长恨
    一片寂静中,酒杯清脆坠地,慕微云骤然起身,一把甩开陈抱琴,冲到宫殿中间。她根本没注意到自己的袖子带翻了杯盘碗碟。

    “她在哪里?娘在哪里?姐姐?姐姐!”

    胡贵妃喝道:“无礼!退下!”

    慕微云扭头便道:“我还没找你们算账,你——”

    慕如清用力拽了她一下,直起腰,环视四周,大声道:“我母亲的尸骨如今正镇压在东宫,请娘娘启禀陛下,务必把此案移交大理寺,从头审理!”

    慕微云抓住姐姐的袖子,崩溃道:“你为什么不告诉我?你什么时候发现的?”

    陈皇后面色很难看,跌坐在椅子上,声音颤抖道:“怎么可能?”

    容姝媛起身,将拂尘往臂间一甩,冷笑道:“此事是我亲眼所见,血尸确系方夫人所化。还请母后严查,若是不能把凶手千刀万剐,岂不凉了忠良的心?”

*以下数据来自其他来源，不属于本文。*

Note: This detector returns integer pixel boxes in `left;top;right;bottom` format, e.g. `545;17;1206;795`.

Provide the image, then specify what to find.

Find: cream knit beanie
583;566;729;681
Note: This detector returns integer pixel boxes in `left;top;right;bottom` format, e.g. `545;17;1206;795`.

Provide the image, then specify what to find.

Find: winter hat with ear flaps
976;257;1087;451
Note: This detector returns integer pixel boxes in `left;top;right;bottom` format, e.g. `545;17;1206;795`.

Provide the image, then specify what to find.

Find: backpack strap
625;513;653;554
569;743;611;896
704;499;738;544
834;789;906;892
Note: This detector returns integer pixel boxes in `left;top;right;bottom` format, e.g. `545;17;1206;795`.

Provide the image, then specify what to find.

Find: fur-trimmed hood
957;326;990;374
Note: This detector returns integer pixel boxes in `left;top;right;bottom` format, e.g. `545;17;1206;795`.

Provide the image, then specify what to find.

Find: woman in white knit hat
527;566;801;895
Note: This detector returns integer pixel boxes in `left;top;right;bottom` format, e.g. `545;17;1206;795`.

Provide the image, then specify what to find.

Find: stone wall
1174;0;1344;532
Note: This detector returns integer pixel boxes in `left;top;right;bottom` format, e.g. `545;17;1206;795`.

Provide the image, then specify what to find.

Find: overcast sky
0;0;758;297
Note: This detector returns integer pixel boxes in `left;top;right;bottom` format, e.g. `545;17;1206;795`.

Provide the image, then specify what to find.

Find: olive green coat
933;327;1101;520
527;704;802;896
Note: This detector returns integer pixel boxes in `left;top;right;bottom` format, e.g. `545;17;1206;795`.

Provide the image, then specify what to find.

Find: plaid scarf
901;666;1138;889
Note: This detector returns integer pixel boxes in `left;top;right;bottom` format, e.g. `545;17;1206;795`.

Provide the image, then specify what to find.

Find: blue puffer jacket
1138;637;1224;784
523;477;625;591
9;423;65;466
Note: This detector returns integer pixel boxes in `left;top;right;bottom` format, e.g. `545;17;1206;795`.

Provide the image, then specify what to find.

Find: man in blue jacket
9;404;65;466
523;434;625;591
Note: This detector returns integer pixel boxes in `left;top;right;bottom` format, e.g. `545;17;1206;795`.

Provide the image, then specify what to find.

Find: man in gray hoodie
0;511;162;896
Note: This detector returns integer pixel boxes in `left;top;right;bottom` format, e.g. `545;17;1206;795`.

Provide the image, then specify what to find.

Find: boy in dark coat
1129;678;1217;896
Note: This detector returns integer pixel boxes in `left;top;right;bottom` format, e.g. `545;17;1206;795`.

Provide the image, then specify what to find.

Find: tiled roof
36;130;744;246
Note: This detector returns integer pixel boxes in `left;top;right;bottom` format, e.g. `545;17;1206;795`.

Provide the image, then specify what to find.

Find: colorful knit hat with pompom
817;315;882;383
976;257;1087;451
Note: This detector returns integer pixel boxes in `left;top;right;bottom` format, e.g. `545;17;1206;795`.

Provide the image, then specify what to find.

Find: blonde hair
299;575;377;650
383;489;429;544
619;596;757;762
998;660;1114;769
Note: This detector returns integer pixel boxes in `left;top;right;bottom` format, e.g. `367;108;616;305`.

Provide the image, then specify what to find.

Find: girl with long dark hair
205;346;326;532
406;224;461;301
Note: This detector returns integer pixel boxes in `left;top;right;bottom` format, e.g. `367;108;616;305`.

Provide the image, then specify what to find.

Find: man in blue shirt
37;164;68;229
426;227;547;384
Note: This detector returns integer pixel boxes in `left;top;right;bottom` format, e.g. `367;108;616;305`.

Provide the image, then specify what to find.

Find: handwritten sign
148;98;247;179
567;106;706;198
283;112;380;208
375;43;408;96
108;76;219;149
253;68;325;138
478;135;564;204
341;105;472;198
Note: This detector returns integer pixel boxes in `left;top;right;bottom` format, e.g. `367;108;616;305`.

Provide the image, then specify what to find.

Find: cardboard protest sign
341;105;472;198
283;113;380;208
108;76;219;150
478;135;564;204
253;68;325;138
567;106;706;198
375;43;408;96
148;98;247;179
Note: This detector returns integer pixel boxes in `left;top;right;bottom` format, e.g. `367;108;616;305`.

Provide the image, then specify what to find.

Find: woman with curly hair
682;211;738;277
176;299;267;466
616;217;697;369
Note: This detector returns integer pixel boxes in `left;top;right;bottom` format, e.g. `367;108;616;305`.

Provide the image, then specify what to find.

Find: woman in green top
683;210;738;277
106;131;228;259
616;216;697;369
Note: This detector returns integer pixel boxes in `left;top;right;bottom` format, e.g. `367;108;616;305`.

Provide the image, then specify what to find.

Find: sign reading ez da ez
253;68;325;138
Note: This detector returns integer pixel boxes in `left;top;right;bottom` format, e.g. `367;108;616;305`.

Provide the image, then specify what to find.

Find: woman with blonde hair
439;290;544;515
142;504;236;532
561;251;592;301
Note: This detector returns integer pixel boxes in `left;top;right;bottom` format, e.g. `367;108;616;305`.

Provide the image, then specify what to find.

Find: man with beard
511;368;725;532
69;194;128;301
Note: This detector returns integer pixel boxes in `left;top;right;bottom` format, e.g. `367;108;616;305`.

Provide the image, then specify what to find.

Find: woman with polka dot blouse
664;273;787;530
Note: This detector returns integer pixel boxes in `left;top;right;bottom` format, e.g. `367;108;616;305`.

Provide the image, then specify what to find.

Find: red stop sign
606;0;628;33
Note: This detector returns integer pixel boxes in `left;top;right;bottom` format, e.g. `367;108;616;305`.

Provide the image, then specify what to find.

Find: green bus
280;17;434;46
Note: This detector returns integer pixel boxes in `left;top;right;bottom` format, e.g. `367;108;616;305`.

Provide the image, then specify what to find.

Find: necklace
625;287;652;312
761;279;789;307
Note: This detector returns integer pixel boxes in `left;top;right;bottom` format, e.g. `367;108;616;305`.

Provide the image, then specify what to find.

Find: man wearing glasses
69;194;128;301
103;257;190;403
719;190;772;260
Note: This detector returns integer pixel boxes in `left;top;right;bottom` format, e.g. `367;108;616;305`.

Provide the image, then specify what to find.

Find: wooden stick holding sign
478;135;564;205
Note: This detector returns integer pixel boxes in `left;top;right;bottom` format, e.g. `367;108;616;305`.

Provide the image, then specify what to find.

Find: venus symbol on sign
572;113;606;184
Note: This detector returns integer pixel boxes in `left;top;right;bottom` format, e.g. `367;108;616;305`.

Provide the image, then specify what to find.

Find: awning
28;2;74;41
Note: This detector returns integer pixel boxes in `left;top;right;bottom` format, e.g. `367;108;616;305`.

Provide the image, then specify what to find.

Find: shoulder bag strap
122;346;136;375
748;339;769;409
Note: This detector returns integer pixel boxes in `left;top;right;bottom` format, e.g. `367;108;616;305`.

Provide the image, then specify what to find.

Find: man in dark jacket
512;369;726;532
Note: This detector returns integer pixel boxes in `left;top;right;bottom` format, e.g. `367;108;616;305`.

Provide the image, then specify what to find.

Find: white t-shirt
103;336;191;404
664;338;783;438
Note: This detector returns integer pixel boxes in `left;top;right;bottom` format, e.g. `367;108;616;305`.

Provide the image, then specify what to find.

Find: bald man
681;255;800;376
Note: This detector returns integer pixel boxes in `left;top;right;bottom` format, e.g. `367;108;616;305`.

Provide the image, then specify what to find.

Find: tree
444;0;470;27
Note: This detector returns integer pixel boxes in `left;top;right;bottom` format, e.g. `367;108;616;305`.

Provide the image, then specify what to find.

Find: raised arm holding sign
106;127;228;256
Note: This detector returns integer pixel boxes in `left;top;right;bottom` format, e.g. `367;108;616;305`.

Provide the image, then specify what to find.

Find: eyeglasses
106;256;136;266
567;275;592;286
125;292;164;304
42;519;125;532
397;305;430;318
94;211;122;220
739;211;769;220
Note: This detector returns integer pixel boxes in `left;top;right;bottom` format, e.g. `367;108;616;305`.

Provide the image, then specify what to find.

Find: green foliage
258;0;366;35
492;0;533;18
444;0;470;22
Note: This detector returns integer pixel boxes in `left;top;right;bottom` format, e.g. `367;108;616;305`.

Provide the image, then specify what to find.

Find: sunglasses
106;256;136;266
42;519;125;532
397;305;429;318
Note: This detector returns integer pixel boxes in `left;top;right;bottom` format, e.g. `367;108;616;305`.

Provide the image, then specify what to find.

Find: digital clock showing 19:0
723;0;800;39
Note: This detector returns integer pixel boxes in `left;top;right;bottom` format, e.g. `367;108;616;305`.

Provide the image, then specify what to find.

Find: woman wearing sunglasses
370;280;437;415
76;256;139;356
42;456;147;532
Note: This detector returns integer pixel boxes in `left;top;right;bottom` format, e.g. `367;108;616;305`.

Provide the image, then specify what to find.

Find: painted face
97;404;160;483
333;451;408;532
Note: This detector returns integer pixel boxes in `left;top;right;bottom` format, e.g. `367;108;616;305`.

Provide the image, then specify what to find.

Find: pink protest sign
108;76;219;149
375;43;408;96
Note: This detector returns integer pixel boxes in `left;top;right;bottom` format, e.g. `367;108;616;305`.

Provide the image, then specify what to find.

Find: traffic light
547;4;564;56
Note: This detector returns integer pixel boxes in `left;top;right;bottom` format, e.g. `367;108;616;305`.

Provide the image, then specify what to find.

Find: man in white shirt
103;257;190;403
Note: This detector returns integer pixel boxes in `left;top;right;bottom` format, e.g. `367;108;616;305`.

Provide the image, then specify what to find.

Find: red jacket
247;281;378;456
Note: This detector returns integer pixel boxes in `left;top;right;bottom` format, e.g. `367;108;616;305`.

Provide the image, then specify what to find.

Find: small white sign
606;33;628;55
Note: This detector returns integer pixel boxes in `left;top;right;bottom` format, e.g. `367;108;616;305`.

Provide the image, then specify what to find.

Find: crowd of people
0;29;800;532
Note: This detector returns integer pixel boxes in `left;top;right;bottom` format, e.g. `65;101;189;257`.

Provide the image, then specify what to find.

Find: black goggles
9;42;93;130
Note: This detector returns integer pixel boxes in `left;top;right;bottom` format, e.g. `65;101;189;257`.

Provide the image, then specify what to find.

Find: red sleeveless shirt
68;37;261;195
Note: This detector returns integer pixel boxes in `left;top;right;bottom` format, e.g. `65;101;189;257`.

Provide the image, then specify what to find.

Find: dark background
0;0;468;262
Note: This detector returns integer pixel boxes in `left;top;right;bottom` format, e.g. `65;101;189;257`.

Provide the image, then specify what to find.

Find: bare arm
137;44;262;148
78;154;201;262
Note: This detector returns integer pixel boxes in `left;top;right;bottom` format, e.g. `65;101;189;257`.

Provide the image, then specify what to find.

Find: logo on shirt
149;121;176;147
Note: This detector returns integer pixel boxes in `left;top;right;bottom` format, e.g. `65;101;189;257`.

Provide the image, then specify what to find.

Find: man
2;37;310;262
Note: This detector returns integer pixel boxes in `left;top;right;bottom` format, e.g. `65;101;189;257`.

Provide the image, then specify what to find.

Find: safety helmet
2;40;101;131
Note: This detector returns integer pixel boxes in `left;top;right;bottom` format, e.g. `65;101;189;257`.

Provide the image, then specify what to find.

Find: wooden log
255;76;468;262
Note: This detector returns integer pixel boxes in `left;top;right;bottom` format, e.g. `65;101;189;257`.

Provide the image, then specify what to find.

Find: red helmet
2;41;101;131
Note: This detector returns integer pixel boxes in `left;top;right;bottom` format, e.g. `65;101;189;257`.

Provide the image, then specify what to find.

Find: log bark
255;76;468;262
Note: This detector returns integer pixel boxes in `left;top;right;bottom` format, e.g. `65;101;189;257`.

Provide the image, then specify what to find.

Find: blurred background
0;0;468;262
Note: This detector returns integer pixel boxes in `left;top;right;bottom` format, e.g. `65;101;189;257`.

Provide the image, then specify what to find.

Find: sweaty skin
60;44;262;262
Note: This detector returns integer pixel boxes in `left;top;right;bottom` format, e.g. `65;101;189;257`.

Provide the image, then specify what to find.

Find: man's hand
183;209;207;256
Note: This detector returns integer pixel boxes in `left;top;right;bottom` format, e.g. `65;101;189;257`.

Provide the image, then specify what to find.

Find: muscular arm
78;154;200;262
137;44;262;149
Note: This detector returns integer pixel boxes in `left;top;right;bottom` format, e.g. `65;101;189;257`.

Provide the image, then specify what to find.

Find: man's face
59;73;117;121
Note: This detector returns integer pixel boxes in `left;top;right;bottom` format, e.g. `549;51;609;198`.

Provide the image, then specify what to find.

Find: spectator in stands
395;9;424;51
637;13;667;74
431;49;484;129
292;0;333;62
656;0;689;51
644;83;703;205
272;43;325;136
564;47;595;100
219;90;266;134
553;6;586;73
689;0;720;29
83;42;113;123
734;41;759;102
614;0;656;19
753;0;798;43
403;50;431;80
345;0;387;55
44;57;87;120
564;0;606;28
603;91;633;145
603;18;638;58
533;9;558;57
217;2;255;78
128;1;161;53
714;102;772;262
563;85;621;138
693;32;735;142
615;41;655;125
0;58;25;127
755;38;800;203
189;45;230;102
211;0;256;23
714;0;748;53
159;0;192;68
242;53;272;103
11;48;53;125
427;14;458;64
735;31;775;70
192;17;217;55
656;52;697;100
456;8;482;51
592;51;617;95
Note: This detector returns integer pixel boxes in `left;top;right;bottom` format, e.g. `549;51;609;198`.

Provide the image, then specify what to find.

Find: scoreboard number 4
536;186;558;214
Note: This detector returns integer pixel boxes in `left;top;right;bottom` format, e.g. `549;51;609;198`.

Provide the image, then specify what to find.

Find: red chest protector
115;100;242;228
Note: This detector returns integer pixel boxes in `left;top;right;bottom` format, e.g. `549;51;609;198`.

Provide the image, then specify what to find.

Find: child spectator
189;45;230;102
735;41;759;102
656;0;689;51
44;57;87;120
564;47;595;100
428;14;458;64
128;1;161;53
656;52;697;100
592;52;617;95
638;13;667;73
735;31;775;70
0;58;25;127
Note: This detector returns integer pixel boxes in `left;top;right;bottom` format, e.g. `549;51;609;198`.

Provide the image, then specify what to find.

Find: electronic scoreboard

    胡贵妃哼笑道:“我听说血尸都只剩骨头了,怎么认出来的?”

    容姝媛两眼睁大了,而慕如清早有预感,在慕微云暴起之前一把摁住了她。慕微云当然不能像甩开陈抱琴一样甩开姐姐,但不消多等,慕如清就自己转身,一步步膝行到胡贵妃面前。

    胡贵妃往后缩了缩,不自然地问道:“干什么?”

    慕如清像只幽魂一样盯着她,轻声说:“娘娘原来也知道,血尸是只剩骨头的,可娘娘知道吗?”

    她在无数诰命贵妇的注视下,伏在地上,头却高高扬起,眼睛死死盯着那轻浮漂亮的女人。

    “她连眼睛都没有了,但她的女儿一出现,她还是第一时间认出了我。”

    所有人都屏息凝神,看着慕如清,有些心软的已经悄悄落泪了。容姝媛缓缓从背后靠近她,低声道:“如清。”

    慕如清在公主的搀扶下长跪起来,不断垂下泪珠:“她被玄门囚禁……折磨致死,娘娘还要问我,她为什么变成这样了?天地人伦在上,娘娘竟然不知道是为什么吗?”

    慕微云只觉胸中一团怒火轰然冲天,却在姐姐的哭声中渐渐冷了下来,只有疯狂的心跳冲击着喉咙。

    慕如清之所以把此事留中不发,恐怕也是知道慕微云一定会立刻去追查,特地瞒着她,要把此事闹大到底。

    慕微云满眼酸涩,反复告诉自己:不要急,不要急,要配合姐姐。

    她拂袖起身,愤然离席。走到门口时,她回头怒目道:“娘娘,若是不能彻查此事,我宁愿杀上玄青门,把他们一个一个杀死,也不可能从命!”

    陈皇后陡然提高了声音,声音沙哑道:“够了!河星!去含章殿告诉冯裁,让他禀告陛下,元日之后,立刻查案!”

    回东宫的马车上,陈抱琴和慕如清两两沉默。慕微云已经风驰电掣御剑而去,只有早就通过气的两人,还沉浸在剧烈的情绪起伏中。

    外面更鼓响了,满城喧闹,金吾不禁,烟花璀璨。陈抱琴掀开帘子看了一眼,说:“姐姐,此事已成,无论如何,好好过年吧。想来方夫人在天有灵,也不愿看你为此愁苦。”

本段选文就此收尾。